Written by
Kristine Lloyd, Princeton Laboratory for Artificial Intelligence
May 1, 2025

As the scaling of existing data becomes increasingly unsustainable, researchers must find algorithmic innovations to “bend” scaling laws and continue the rapid advancement of large language models, Yejin Choi said as part of the Princeton Laboratory for Artificial Intelligence’s ongoing Distinguished Lecture Series.

“It might be that the era of brute force scaling is over, and the era of smart scaling begins,” she said. “Therefore, we can now do what computer science is all about, which is algorithms.”

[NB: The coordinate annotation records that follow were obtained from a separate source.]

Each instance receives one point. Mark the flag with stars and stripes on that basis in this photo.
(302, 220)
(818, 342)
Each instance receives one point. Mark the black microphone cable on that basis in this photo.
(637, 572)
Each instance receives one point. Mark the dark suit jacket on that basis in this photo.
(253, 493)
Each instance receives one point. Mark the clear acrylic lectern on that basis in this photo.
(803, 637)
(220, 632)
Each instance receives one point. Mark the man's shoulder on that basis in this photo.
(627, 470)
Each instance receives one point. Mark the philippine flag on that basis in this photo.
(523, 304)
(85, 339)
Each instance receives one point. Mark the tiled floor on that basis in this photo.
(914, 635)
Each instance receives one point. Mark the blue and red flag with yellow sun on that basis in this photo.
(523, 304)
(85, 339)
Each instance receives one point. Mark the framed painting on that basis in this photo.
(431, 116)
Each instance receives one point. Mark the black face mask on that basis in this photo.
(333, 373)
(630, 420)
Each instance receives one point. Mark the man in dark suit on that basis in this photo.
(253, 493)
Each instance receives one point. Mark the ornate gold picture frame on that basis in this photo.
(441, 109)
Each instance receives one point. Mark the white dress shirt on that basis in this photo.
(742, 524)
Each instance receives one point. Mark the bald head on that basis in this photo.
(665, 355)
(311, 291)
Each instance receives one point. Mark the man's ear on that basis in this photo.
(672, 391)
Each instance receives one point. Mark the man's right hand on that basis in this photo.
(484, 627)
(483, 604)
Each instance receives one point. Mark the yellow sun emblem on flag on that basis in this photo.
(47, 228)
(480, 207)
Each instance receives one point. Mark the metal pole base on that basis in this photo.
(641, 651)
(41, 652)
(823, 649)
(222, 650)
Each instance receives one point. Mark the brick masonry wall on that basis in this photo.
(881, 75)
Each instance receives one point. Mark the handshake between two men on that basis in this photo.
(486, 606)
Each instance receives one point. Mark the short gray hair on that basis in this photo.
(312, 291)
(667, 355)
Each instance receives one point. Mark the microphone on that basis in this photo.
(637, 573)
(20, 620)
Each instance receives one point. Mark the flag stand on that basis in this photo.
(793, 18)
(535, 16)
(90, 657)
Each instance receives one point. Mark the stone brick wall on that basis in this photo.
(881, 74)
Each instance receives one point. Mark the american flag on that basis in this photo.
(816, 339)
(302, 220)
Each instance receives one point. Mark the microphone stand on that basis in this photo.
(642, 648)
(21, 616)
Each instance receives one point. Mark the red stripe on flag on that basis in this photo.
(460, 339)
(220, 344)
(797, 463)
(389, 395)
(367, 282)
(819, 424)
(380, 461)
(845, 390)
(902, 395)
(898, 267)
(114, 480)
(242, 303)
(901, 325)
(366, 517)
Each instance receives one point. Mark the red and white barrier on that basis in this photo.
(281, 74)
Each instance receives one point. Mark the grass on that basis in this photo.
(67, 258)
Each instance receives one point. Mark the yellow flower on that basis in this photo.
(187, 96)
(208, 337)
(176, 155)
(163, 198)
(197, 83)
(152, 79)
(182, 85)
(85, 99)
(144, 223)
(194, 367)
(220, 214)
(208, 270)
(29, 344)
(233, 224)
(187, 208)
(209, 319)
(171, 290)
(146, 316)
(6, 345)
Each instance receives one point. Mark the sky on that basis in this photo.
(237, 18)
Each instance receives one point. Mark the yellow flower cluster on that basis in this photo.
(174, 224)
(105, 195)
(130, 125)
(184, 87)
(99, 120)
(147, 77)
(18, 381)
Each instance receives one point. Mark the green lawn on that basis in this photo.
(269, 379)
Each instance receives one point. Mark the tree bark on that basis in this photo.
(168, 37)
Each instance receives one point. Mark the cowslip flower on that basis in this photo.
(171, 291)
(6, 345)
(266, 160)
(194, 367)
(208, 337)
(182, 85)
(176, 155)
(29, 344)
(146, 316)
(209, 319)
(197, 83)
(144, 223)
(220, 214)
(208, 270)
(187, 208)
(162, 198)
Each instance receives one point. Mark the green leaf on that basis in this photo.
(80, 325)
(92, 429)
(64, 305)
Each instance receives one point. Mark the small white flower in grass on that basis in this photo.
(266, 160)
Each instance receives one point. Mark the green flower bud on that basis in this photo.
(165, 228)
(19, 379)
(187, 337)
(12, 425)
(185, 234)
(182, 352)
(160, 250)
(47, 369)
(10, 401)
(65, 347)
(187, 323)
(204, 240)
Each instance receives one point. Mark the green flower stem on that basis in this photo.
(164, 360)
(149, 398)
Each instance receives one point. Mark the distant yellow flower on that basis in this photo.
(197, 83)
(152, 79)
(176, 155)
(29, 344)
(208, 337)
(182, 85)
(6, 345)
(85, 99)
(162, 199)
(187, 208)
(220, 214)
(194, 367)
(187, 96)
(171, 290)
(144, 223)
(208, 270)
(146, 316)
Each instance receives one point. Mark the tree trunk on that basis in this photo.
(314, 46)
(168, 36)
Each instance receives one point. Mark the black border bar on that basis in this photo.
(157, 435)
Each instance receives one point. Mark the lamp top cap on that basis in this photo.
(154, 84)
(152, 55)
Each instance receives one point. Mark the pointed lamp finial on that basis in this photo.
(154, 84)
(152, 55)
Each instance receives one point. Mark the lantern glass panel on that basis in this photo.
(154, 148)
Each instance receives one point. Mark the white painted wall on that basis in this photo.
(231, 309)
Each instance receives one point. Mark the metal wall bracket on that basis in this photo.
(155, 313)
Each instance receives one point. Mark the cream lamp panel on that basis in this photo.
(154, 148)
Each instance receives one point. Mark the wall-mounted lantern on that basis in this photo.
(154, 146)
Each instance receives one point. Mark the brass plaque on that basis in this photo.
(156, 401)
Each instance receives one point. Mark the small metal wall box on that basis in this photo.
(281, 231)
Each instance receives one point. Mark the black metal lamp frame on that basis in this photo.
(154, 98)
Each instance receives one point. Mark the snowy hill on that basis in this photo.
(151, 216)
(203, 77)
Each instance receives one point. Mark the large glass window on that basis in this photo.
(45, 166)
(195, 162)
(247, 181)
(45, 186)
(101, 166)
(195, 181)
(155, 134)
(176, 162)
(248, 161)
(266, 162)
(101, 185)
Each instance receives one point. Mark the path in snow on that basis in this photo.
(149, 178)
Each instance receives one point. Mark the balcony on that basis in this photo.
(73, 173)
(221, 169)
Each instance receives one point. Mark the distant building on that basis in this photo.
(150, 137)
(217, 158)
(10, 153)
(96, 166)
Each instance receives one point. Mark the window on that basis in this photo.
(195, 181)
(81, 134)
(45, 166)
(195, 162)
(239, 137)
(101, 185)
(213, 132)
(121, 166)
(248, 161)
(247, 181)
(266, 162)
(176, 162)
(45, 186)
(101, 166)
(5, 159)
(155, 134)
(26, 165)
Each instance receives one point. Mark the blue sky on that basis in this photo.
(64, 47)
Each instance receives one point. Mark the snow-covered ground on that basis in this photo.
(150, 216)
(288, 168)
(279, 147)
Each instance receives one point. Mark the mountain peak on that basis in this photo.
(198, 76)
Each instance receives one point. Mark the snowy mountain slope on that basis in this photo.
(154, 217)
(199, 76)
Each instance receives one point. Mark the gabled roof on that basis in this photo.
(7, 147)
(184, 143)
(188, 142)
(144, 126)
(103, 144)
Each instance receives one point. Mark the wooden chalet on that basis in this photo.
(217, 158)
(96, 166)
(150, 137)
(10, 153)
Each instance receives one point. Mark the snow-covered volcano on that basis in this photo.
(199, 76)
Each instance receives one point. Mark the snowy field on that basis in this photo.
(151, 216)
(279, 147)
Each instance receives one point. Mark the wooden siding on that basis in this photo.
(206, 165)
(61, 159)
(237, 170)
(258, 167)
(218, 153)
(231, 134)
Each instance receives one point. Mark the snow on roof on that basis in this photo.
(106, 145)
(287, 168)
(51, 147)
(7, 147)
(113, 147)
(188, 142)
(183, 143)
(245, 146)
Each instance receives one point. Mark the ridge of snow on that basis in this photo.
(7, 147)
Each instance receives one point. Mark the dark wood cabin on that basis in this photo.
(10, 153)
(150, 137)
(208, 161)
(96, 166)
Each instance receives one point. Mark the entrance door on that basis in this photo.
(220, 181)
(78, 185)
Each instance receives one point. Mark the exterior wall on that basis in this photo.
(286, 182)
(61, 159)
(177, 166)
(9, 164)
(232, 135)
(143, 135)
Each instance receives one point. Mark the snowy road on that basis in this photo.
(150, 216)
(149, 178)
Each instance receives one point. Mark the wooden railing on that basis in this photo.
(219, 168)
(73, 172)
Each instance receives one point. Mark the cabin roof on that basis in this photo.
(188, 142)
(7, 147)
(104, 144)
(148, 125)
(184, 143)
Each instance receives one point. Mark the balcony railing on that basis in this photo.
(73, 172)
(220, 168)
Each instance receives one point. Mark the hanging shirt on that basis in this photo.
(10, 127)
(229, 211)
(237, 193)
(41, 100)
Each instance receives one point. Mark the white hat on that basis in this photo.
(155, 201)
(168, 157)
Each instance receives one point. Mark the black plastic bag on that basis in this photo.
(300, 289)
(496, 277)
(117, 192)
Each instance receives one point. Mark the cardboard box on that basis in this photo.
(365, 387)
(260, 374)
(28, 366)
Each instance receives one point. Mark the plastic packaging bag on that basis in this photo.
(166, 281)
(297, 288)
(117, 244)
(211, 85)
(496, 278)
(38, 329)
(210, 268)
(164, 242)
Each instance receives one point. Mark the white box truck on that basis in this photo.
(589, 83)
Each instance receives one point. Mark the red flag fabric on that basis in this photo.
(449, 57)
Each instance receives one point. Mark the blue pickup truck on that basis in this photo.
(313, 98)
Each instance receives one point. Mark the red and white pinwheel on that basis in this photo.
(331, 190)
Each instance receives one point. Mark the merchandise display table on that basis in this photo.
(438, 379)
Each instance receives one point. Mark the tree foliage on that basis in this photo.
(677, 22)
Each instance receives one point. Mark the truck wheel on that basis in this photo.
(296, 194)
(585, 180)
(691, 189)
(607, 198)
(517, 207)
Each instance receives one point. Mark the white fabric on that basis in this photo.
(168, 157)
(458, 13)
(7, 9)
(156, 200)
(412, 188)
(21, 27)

The AI Lab’s Distinguished Lecture Series aims to bring scholars to campus whose research demonstrates the transformative impact AI could have across disciplines. The final Distinguished Lecture of the semester will be held Friday, May 2, featuring DeepMind Vice President for Research Pushmeet Kohli.

Choi, an incoming professor of computer science at Stanford University, was named among the Time100 Most Influential People in AI, and in 2022 received the prestigious MacArthur Foundation award commonly called the “genius grant.” 

“She is one of the brightest stars of AI and language models,” said Sanjeev Arora, director of Princeton Language and Intelligence, which hosted the event. 

Earlier in her career, she was a professor of computer science at the University of Washington, where she was also an adjunct in the linguistics department, and affiliate of the Center for Statistics and Social Sciences. She earned her Ph.D. from Cornell University.

The Distinguished Lecture, held April 11 in the Friend Center, was based on Choi’s new research from her time as a senior director at Nvidia, she said. She agrees with other prominent researchers who believe that retraining, the process of updating a large language model by training it again with a new dataset, will soon no longer be useful. 

“We humans are not writing internet data fast enough for [large language models] to train more,” Choi said. “So how do we cope with this situation?”

In her talk, Choi described recent research into methods for enhancing synthetic data, symbolic search algorithms for test-time reasoning, test-time training that enhances learning even during testing, and a new tokenization algorithm for better and faster inference.

“In the end, I think the scaling of intelligence will continue, but we as a community, I hope, will do it in a more, exciting, smart way,” Choi said.